La Réunion

30 ans après les accords de Matignon

Les travailleurs de Nouvelle-Calédonie devront se battre pour leurs intérêts de classe

Brève
26/06/2018

Il y a exactement 30 ans, le 26 juin 1988, le gouvernement, la droite calédonienne et les représentants indépendantistes du FLNKS signaient les accords de Matignon. Alors que les Kanaks massacrés par l’armée française à Ouvéa le 22 avril 1988 étaient à peine enterrés, cet accord fut la base sur laquelle le compromis entre l’impérialisme français et les dirigeants nationalistes kanaks se construisit. L’impérialisme français maintenait sa domination coloniale tandis que les dirigeants nationalistes, qui firent accepter l’accord auprès des Kanaks, obtinrent des positions pour eux-mêmes et pour la petite-bourgeoisie kanak.

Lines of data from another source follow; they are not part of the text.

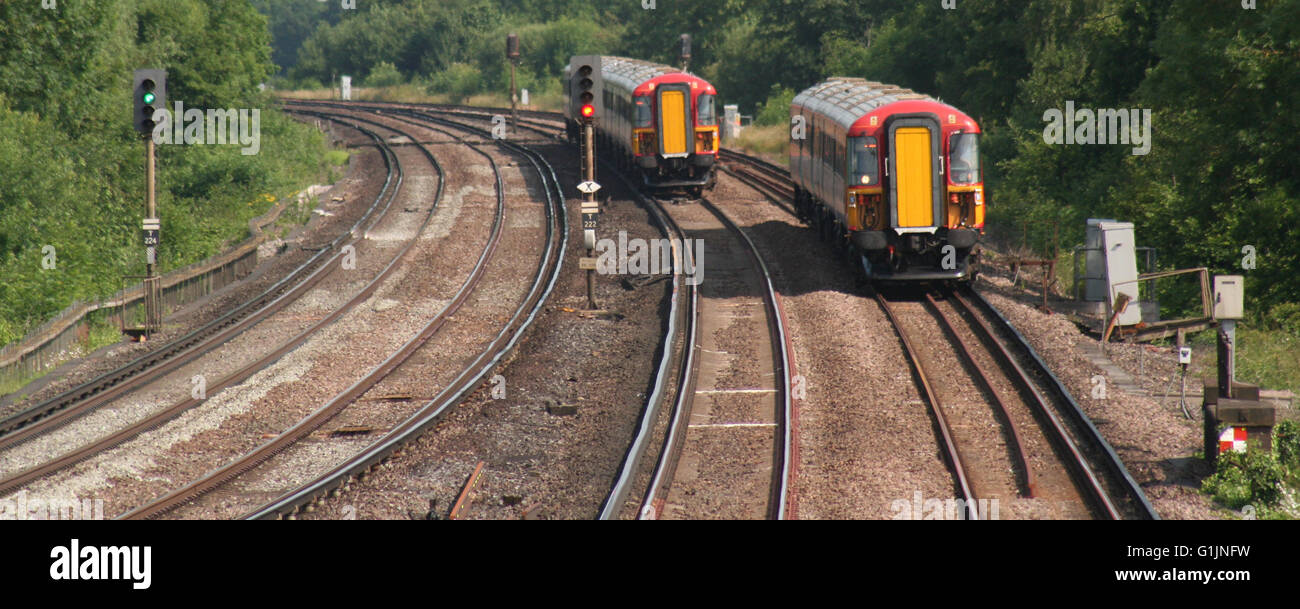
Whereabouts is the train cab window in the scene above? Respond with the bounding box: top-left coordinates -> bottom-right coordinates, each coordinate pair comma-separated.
849,137 -> 880,186
948,133 -> 979,183
633,95 -> 651,128
696,95 -> 718,126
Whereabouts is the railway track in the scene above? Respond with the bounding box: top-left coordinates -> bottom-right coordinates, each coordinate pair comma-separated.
187,103 -> 568,518
723,148 -> 1158,519
590,168 -> 794,519
0,109 -> 443,494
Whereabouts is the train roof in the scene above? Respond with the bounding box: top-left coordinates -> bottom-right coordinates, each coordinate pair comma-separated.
793,77 -> 970,129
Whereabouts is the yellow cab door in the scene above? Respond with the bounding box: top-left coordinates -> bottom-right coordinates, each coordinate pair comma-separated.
659,85 -> 692,157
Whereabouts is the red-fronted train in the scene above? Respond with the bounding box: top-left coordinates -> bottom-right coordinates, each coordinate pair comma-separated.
789,78 -> 985,281
564,55 -> 719,196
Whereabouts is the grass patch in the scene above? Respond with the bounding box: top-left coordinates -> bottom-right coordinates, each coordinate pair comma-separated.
1188,321 -> 1300,394
728,125 -> 790,167
276,83 -> 564,112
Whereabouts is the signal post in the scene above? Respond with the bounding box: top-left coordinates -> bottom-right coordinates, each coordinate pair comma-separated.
133,69 -> 166,340
568,55 -> 605,310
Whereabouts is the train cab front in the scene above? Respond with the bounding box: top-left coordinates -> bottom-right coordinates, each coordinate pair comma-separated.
846,128 -> 984,281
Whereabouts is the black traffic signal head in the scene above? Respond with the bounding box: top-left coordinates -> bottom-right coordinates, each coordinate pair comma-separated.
131,70 -> 166,135
568,55 -> 603,120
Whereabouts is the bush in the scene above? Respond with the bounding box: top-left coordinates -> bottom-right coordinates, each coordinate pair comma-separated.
1269,302 -> 1300,336
1273,420 -> 1300,467
365,61 -> 406,87
754,86 -> 794,125
1201,444 -> 1284,510
429,62 -> 480,104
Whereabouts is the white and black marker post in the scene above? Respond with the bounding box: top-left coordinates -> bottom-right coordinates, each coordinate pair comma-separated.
131,69 -> 166,337
506,34 -> 519,133
577,116 -> 601,311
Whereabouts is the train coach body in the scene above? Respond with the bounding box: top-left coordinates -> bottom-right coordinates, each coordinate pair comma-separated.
789,78 -> 984,280
564,56 -> 719,191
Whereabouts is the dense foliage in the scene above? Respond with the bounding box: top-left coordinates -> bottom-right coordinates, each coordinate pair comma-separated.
0,0 -> 335,344
263,0 -> 1300,321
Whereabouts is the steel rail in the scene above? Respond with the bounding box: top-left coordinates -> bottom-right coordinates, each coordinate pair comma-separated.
244,107 -> 568,519
122,106 -> 520,519
875,291 -> 980,519
926,291 -> 1037,497
0,111 -> 443,494
0,115 -> 400,449
701,198 -> 794,521
598,161 -> 699,521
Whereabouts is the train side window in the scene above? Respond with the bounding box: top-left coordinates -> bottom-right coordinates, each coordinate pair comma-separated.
948,131 -> 979,183
849,137 -> 880,186
633,95 -> 651,128
696,94 -> 718,126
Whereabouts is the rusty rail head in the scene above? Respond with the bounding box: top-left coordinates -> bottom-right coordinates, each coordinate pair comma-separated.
875,291 -> 980,519
926,291 -> 1039,497
122,108 -> 504,519
244,104 -> 568,519
953,291 -> 1122,521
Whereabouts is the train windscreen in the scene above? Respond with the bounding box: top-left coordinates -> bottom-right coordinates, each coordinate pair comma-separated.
948,133 -> 979,183
849,137 -> 880,186
696,94 -> 718,126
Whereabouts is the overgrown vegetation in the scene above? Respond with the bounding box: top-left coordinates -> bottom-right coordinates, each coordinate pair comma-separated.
257,0 -> 1300,336
1201,429 -> 1300,518
0,0 -> 338,344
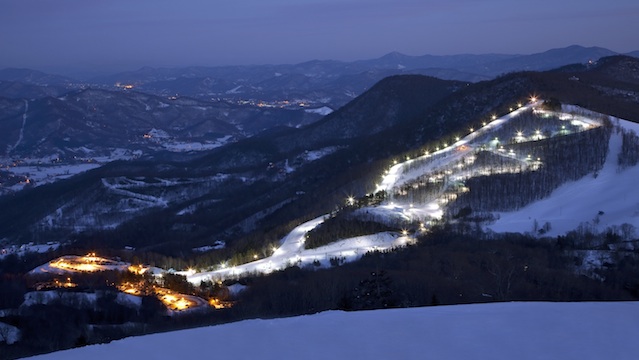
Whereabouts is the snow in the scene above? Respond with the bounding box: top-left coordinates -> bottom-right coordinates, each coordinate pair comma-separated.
226,283 -> 248,296
488,120 -> 639,236
303,146 -> 340,161
185,216 -> 412,284
21,290 -> 142,308
25,302 -> 639,360
0,241 -> 60,259
29,255 -> 131,275
191,240 -> 226,252
226,85 -> 243,94
304,106 -> 333,116
0,322 -> 20,345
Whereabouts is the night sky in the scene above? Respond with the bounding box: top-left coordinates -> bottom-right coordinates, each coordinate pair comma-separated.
0,0 -> 639,71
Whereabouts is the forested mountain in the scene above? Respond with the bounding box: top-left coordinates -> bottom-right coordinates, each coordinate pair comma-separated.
0,57 -> 639,256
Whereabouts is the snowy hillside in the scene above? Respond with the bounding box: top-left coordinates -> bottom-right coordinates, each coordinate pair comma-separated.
27,302 -> 639,360
490,115 -> 639,236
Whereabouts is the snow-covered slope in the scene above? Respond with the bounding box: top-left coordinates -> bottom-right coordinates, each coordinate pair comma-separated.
27,302 -> 639,360
489,116 -> 639,236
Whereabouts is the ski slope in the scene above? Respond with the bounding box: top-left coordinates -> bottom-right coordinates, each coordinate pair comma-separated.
33,302 -> 639,360
188,216 -> 411,284
182,99 -> 639,284
488,119 -> 639,236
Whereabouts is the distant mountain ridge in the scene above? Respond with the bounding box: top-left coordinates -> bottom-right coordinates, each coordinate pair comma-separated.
0,45 -> 639,108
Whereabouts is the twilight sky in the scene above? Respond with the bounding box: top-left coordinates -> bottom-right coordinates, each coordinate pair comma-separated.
0,0 -> 639,71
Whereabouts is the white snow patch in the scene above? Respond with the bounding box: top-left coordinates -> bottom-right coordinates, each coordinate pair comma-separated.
226,85 -> 244,94
34,302 -> 639,360
488,120 -> 639,236
304,106 -> 333,116
0,322 -> 21,345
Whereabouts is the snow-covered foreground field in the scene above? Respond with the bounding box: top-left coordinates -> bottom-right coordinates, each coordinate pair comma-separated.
28,302 -> 639,360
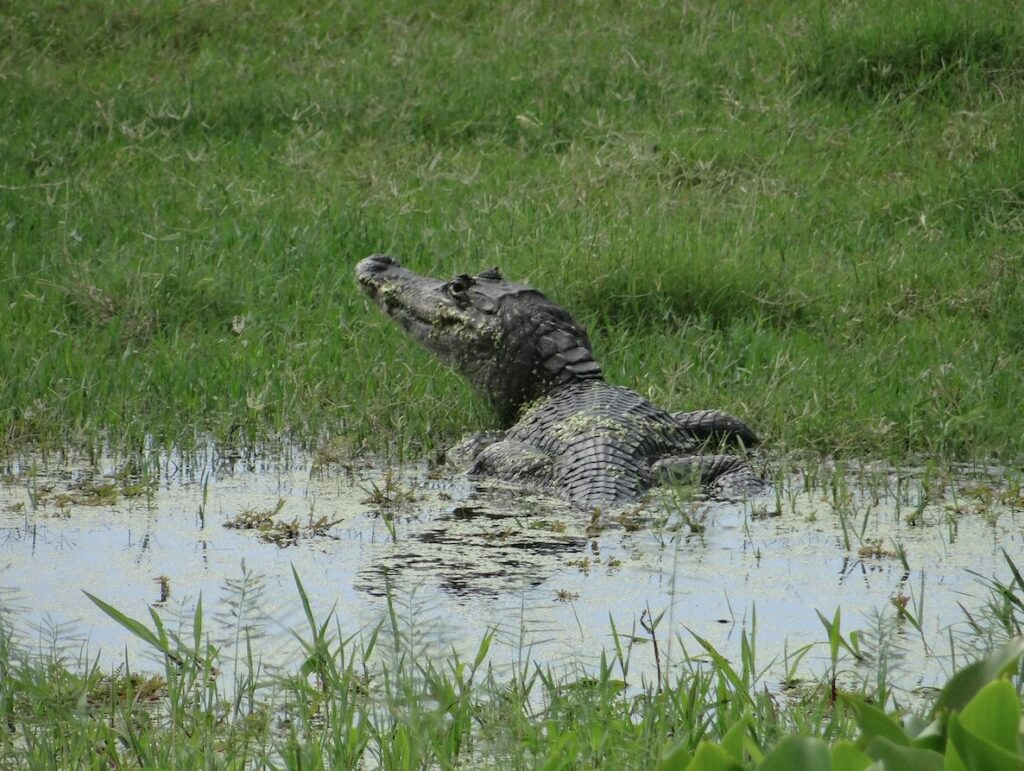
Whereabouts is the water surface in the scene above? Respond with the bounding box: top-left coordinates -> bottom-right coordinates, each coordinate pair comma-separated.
0,451 -> 1024,691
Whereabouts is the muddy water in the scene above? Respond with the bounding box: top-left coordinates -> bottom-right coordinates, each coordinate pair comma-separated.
0,452 -> 1024,691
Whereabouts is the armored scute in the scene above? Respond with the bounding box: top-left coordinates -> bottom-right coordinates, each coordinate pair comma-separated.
355,255 -> 763,507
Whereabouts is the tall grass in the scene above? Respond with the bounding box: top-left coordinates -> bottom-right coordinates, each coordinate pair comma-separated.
0,0 -> 1024,461
0,559 -> 1024,771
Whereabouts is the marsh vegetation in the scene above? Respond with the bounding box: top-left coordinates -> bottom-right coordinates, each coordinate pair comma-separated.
0,0 -> 1024,771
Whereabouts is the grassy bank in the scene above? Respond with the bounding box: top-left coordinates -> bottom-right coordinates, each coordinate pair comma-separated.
0,559 -> 1024,771
0,0 -> 1024,461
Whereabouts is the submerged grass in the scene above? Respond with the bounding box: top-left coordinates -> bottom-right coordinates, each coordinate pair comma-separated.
0,558 -> 1024,771
0,0 -> 1024,462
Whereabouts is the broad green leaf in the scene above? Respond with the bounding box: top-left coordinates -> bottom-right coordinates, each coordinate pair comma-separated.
945,715 -> 1024,771
959,680 -> 1021,755
758,736 -> 833,771
657,741 -> 693,771
932,637 -> 1024,717
82,591 -> 168,653
686,741 -> 743,771
842,696 -> 910,746
831,739 -> 871,771
867,736 -> 944,771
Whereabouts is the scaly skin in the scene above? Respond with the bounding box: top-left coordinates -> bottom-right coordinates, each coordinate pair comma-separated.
355,255 -> 763,507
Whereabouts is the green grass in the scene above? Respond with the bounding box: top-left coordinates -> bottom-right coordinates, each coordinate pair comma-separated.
0,0 -> 1024,463
0,557 -> 1024,771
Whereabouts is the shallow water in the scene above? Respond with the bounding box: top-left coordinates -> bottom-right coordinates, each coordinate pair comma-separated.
0,452 -> 1024,691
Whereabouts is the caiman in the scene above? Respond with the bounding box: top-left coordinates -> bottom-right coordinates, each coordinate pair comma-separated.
355,254 -> 764,508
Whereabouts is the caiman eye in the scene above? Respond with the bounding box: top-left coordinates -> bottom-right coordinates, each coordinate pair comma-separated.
447,274 -> 473,297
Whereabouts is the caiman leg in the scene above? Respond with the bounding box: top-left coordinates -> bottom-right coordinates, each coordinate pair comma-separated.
651,455 -> 765,497
672,410 -> 759,447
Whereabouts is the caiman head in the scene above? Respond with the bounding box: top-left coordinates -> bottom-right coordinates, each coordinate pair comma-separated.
355,254 -> 601,423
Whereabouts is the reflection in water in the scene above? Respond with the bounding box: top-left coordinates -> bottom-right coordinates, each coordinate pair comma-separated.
0,451 -> 1024,688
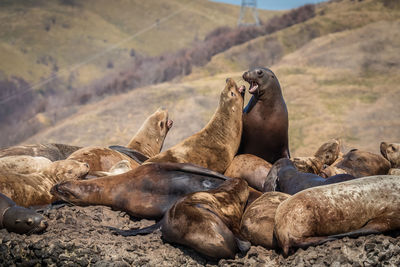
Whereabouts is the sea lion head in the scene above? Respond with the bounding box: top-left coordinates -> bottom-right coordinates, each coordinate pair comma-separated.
242,67 -> 280,97
3,206 -> 48,234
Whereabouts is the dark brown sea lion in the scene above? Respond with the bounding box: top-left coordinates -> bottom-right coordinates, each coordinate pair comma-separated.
0,193 -> 47,234
274,175 -> 400,255
0,144 -> 81,161
380,142 -> 400,168
51,163 -> 229,219
68,109 -> 173,174
239,68 -> 290,163
112,178 -> 250,259
240,192 -> 290,249
321,149 -> 390,178
145,78 -> 245,173
267,158 -> 355,195
224,154 -> 275,192
0,156 -> 89,207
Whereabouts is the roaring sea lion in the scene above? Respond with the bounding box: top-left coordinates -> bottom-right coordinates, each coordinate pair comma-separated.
51,163 -> 229,219
240,192 -> 290,249
68,109 -> 173,174
0,156 -> 89,207
145,78 -> 245,173
0,144 -> 81,161
114,178 -> 250,259
239,68 -> 290,164
321,149 -> 390,178
274,175 -> 400,255
224,154 -> 275,192
0,193 -> 47,234
267,158 -> 355,195
380,142 -> 400,168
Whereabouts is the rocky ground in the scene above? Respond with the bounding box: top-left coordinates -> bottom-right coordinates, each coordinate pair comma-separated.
0,206 -> 400,266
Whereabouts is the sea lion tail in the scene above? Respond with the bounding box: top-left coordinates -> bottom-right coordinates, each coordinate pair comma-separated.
107,221 -> 161,236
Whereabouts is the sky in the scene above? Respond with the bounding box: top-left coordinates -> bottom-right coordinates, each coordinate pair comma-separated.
212,0 -> 327,10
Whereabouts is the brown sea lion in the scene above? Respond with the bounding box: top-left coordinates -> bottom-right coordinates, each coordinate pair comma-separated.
68,109 -> 173,174
0,193 -> 47,234
267,158 -> 355,195
51,163 -> 229,219
145,78 -> 244,173
380,142 -> 400,168
238,68 -> 290,164
114,178 -> 250,259
274,175 -> 400,255
0,144 -> 81,161
0,156 -> 89,207
240,192 -> 290,249
321,149 -> 390,178
224,154 -> 275,192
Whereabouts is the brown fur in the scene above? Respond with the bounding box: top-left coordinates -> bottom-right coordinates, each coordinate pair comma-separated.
240,192 -> 290,249
0,156 -> 89,207
145,79 -> 243,173
274,175 -> 400,255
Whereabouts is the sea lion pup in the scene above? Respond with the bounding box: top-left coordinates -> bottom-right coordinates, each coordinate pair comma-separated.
0,156 -> 89,207
0,193 -> 48,234
321,149 -> 390,178
68,109 -> 173,174
224,154 -> 275,192
267,158 -> 355,195
51,163 -> 229,219
240,192 -> 290,249
274,175 -> 400,255
145,78 -> 245,173
238,68 -> 290,164
292,139 -> 341,175
114,178 -> 250,259
0,143 -> 81,161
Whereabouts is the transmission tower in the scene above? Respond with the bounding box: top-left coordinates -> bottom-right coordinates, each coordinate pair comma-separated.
238,0 -> 260,26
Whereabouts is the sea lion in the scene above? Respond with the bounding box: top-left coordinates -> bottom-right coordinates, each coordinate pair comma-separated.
274,175 -> 400,255
51,163 -> 229,219
144,78 -> 245,173
380,142 -> 400,168
0,156 -> 89,207
224,154 -> 275,192
238,68 -> 290,164
68,109 -> 173,175
321,149 -> 390,178
240,192 -> 290,249
0,193 -> 48,234
267,158 -> 355,195
114,178 -> 250,259
0,143 -> 81,161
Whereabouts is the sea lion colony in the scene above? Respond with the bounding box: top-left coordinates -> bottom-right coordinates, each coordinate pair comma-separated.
0,68 -> 400,259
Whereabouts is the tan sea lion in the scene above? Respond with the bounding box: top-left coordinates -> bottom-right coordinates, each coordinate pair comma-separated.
145,79 -> 244,173
68,109 -> 173,174
238,68 -> 290,164
240,192 -> 290,249
0,156 -> 89,207
274,175 -> 400,255
321,149 -> 390,178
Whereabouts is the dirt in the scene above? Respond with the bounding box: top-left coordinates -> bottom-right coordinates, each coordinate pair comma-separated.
0,206 -> 400,266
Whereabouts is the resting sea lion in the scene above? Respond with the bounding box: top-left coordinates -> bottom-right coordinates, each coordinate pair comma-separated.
0,144 -> 81,161
321,149 -> 390,178
0,193 -> 47,234
274,175 -> 400,255
0,156 -> 89,207
239,68 -> 290,163
68,109 -> 173,174
145,78 -> 244,173
51,163 -> 228,219
240,192 -> 290,249
267,158 -> 355,195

30 ans plus tard, si la petite-bourgeoisie kanak a effectivement obtenu quelques postes et positions sociales et économiques, l’immense majorité des Kanaks est toujours discriminée, sous-payée, mal-logée. L’impérialisme français domine toujours et la bourgeoisie française et caldoche exploite avec profit les travailleurs de ces îles. Et ce n’est pas le référendum à venir qui changera quoi que ce soit à cela. 

En Nouvelle-Calédonie, comme ailleurs, la classe ouvrière, d’origine kanak, européenne ou asiatique, doit se battre pour ses intérêts de classe, pour son pouvoir sur la société, contre les responsables de la misère et du chômage, la bourgeoisie française et caldoche, mais aussi la petite bourgeoisie kanake qui veut devenir grande. Au travers de ce combat, les travailleurs seraient en mesure d’en finir avec l’oppression subie par les Kanaks. La classe ouvrière de Nouvelle-Calédonie serait alors un exemple pour tous les travailleurs et les pauvres de cette région du monde.